Mixed ARM/x86 Architecture

This example sets up an x86 primary rack with ARM worker nodes and ARM build nodes, allowing cost-optimized Graviton instances for selected apps while keeping x86 available for compatibility-sensitive workloads.

Mixed architecture support is available on AWS racks running version 3.24.1 or later.

  1. Add ARM worker nodes (dedicated so only targeted apps land on them):

    [
      {
        "id": 104,
        "type": "t4g.medium",
        "capacity_type": "ON_DEMAND",
        "min_size": 1,
        "max_size": 5,
        "label": "arm-workers",
        "dedicated": true,
        "tags": "architecture=arm64,environment=production"
      }
    ]
    
    $ convox rack params set additional_node_groups_config=/path/to/arm-nodes.json -r production
    
  2. Add ARM build nodes so ARM apps build natively without emulation:

    [
      {
        "id": 201,
        "type": "t4g.medium",
        "capacity_type": "ON_DEMAND",
        "min_size": 1,
        "max_size": 2
      }
    ]
    
    $ convox rack params set additional_build_groups_config=/path/to/arm-build-nodes.json -r production
    
  3. Configure each ARM app to build on the correct architecture:

    $ convox apps params set BuildArch=arm64 -a myapp
    
  4. Target the app to ARM workers in convox.yml:

    services:
      web:
        build: .
        port: 3000
        nodeSelectorLabels:
          convox.io/label: arm-workers
    
  5. Deploy:

    $ convox deploy -a myapp
    

The build runs on an ARM build node (via BuildArch=arm64), producing a native ARM binary. The resulting pods run on the dedicated ARM worker nodes (via nodeSelectorLabels). Apps without BuildArch continue building and running on x86 nodes as before.

Reverse direction works the same way: if your primary rack uses ARM (e.g., node_type=t4g.medium), add x86 additional groups and set BuildArch=amd64 on apps that need Intel/AMD compatibility.

Key considerations:

  • BuildArch is per-app, not per-service.

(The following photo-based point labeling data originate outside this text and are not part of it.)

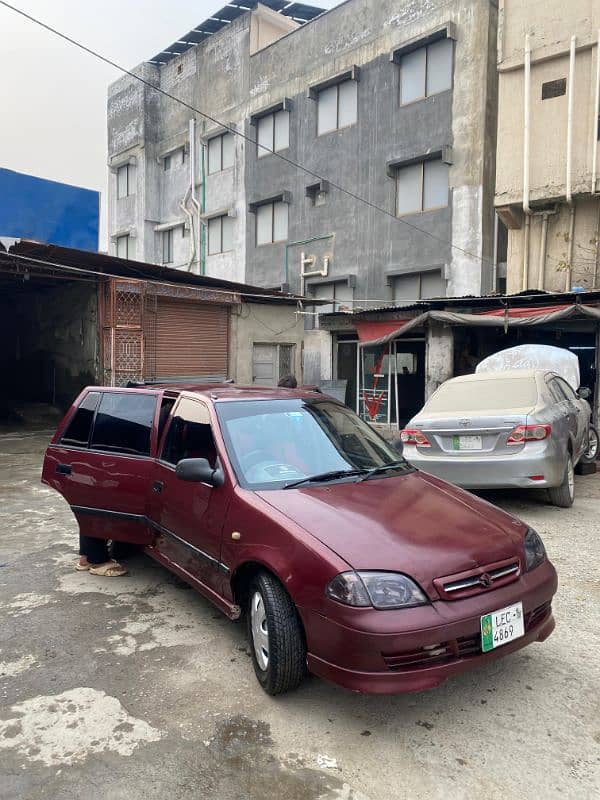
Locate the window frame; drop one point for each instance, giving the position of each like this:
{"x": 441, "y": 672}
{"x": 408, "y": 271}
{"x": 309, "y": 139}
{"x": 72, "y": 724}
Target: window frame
{"x": 422, "y": 165}
{"x": 272, "y": 204}
{"x": 336, "y": 86}
{"x": 221, "y": 219}
{"x": 126, "y": 238}
{"x": 220, "y": 137}
{"x": 425, "y": 46}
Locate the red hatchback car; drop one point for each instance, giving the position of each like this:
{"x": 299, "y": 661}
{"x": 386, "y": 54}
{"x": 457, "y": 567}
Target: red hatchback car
{"x": 285, "y": 506}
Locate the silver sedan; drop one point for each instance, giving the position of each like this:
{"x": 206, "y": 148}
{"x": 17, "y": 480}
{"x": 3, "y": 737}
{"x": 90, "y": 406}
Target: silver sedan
{"x": 518, "y": 428}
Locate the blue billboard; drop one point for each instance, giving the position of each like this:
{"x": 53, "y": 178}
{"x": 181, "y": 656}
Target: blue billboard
{"x": 48, "y": 211}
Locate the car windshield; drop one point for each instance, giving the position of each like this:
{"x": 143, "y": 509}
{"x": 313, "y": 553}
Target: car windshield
{"x": 273, "y": 443}
{"x": 482, "y": 395}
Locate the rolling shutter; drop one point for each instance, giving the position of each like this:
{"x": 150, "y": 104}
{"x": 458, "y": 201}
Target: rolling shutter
{"x": 191, "y": 339}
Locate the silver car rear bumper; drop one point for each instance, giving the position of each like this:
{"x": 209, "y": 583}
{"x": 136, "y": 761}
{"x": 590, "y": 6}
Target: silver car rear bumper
{"x": 514, "y": 470}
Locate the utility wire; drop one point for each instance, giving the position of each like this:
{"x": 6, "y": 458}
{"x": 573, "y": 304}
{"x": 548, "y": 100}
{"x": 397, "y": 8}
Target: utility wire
{"x": 242, "y": 135}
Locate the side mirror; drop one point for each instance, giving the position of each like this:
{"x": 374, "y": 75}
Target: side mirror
{"x": 199, "y": 470}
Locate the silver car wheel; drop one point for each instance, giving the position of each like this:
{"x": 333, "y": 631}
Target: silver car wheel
{"x": 571, "y": 478}
{"x": 260, "y": 630}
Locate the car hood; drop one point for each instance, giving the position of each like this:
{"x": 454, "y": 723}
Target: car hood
{"x": 415, "y": 523}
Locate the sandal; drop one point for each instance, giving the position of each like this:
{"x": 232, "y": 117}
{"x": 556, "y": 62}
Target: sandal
{"x": 112, "y": 569}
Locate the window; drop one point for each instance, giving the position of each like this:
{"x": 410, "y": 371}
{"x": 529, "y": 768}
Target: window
{"x": 190, "y": 434}
{"x": 273, "y": 133}
{"x": 79, "y": 428}
{"x": 426, "y": 71}
{"x": 220, "y": 152}
{"x": 124, "y": 181}
{"x": 124, "y": 423}
{"x": 421, "y": 187}
{"x": 122, "y": 246}
{"x": 271, "y": 222}
{"x": 418, "y": 286}
{"x": 271, "y": 362}
{"x": 552, "y": 89}
{"x": 167, "y": 242}
{"x": 337, "y": 107}
{"x": 220, "y": 234}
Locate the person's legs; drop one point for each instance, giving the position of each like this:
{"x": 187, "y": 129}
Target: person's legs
{"x": 95, "y": 551}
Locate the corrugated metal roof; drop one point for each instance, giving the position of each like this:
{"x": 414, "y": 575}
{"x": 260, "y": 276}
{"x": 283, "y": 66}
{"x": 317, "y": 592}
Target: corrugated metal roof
{"x": 49, "y": 256}
{"x": 299, "y": 12}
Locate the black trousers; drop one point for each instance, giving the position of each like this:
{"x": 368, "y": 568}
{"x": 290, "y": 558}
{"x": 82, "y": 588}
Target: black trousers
{"x": 95, "y": 550}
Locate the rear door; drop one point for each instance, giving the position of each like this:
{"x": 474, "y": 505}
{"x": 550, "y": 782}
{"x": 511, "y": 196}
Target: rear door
{"x": 188, "y": 517}
{"x": 101, "y": 462}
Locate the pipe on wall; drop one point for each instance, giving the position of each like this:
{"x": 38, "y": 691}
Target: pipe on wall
{"x": 526, "y": 159}
{"x": 595, "y": 119}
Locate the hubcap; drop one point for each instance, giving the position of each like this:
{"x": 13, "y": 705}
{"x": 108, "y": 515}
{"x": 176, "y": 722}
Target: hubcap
{"x": 260, "y": 631}
{"x": 571, "y": 478}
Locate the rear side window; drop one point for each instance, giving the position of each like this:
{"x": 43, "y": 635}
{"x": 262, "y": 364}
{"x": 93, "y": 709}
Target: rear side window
{"x": 483, "y": 395}
{"x": 124, "y": 423}
{"x": 79, "y": 429}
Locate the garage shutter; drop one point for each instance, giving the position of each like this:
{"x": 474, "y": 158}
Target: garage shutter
{"x": 191, "y": 339}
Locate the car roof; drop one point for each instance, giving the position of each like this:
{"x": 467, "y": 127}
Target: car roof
{"x": 509, "y": 374}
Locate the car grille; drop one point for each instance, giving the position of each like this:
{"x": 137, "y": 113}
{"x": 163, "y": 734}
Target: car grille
{"x": 477, "y": 581}
{"x": 454, "y": 649}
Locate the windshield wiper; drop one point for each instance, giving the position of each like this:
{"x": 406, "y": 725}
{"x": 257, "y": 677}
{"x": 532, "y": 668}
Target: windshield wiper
{"x": 326, "y": 476}
{"x": 384, "y": 468}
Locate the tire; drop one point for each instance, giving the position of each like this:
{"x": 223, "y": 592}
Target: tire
{"x": 563, "y": 495}
{"x": 591, "y": 454}
{"x": 276, "y": 636}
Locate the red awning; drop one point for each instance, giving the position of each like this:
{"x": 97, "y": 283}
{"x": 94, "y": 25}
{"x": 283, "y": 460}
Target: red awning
{"x": 537, "y": 311}
{"x": 373, "y": 331}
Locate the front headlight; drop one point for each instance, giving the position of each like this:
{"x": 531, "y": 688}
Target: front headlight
{"x": 535, "y": 552}
{"x": 377, "y": 589}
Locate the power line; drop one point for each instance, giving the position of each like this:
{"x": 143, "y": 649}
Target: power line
{"x": 235, "y": 132}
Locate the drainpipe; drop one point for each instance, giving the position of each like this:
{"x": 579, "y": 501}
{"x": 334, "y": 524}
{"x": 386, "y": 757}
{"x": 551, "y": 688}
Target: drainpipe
{"x": 526, "y": 159}
{"x": 286, "y": 270}
{"x": 595, "y": 119}
{"x": 569, "y": 187}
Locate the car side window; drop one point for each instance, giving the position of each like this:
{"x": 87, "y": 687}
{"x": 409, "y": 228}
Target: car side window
{"x": 124, "y": 423}
{"x": 79, "y": 428}
{"x": 190, "y": 434}
{"x": 566, "y": 389}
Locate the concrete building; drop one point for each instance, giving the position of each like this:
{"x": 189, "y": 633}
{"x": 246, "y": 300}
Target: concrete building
{"x": 391, "y": 99}
{"x": 548, "y": 131}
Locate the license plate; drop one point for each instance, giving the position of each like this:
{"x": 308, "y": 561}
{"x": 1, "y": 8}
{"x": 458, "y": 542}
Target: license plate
{"x": 466, "y": 443}
{"x": 501, "y": 627}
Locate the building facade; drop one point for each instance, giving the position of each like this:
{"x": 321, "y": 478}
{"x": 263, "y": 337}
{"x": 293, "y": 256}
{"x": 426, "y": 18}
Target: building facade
{"x": 392, "y": 100}
{"x": 548, "y": 132}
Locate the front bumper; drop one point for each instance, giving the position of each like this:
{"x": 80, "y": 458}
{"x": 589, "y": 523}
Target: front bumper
{"x": 493, "y": 471}
{"x": 440, "y": 640}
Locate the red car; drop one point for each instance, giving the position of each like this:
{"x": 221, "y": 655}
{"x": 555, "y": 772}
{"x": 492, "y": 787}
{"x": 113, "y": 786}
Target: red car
{"x": 284, "y": 506}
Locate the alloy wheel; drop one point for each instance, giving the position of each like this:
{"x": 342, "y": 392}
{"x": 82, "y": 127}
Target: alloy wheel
{"x": 260, "y": 630}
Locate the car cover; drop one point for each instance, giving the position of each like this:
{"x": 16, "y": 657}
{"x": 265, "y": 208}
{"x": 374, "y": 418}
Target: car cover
{"x": 534, "y": 356}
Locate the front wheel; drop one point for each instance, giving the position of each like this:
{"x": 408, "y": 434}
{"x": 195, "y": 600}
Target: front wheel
{"x": 276, "y": 636}
{"x": 563, "y": 495}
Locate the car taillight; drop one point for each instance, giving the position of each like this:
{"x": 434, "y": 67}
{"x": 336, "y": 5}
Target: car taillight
{"x": 529, "y": 433}
{"x": 413, "y": 436}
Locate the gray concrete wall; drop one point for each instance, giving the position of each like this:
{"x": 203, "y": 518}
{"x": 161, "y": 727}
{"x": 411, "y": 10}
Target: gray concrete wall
{"x": 221, "y": 78}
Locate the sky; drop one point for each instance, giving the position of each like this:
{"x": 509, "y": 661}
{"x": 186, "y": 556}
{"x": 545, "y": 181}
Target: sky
{"x": 53, "y": 95}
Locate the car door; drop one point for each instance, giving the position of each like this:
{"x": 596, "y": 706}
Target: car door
{"x": 101, "y": 461}
{"x": 188, "y": 517}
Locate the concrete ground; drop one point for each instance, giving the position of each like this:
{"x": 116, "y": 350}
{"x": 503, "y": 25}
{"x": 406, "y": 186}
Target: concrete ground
{"x": 138, "y": 688}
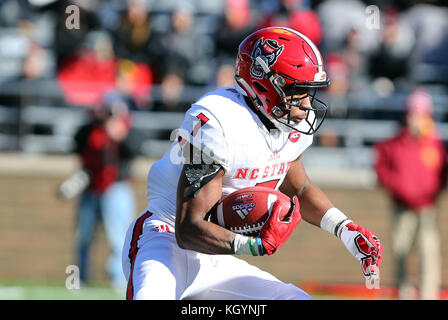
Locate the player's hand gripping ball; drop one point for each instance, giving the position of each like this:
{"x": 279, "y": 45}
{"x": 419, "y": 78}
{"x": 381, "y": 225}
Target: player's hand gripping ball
{"x": 259, "y": 211}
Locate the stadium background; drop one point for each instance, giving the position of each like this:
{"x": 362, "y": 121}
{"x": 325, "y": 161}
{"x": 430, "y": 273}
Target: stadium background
{"x": 164, "y": 55}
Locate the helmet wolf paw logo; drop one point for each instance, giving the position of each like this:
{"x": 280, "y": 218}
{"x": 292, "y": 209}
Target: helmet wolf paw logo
{"x": 268, "y": 50}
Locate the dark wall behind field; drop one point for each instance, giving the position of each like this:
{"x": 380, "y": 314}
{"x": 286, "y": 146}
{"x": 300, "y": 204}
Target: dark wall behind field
{"x": 37, "y": 230}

Apps with services targeting different architectures should be split into separate apps.
  • Convox system images (including Fluentd) are multi-arch manifests and run natively on both architectures with no configuration.
  • The kubernetes.io/arch label is set automatically by the kubelet, so this works on AWS, Azure, and GCP without provider-specific setup.

For full BuildArch parameter details, see BuildArch.

Flexible Configuration Options

Convox allows you to implement different levels of customization based on your needs:

  1. Build Isolation Only: Configure only additional_build_groups_config to isolate build processes while keeping services on standard nodes:

    $ convox rack params set additional_build_groups_config=/path/to/build-groups.json -r production
    $ convox apps params set BuildLabels=convox.io/label=app-build -a myapp
    
  2. Service Placement Only: Configure only additional_node_groups_config to customize service placement while letting builds run on standard nodes:

    $ convox rack params set additional_node_groups_config=/path/to/node-groups.json -r production
    

    In your convox.yml:

    services:
      web:
        nodeSelectorLabels:
          convox.io/label: critical-services
    
  3. Complete Workload Management: Implement both configurations for full control over placement of both services and build processes.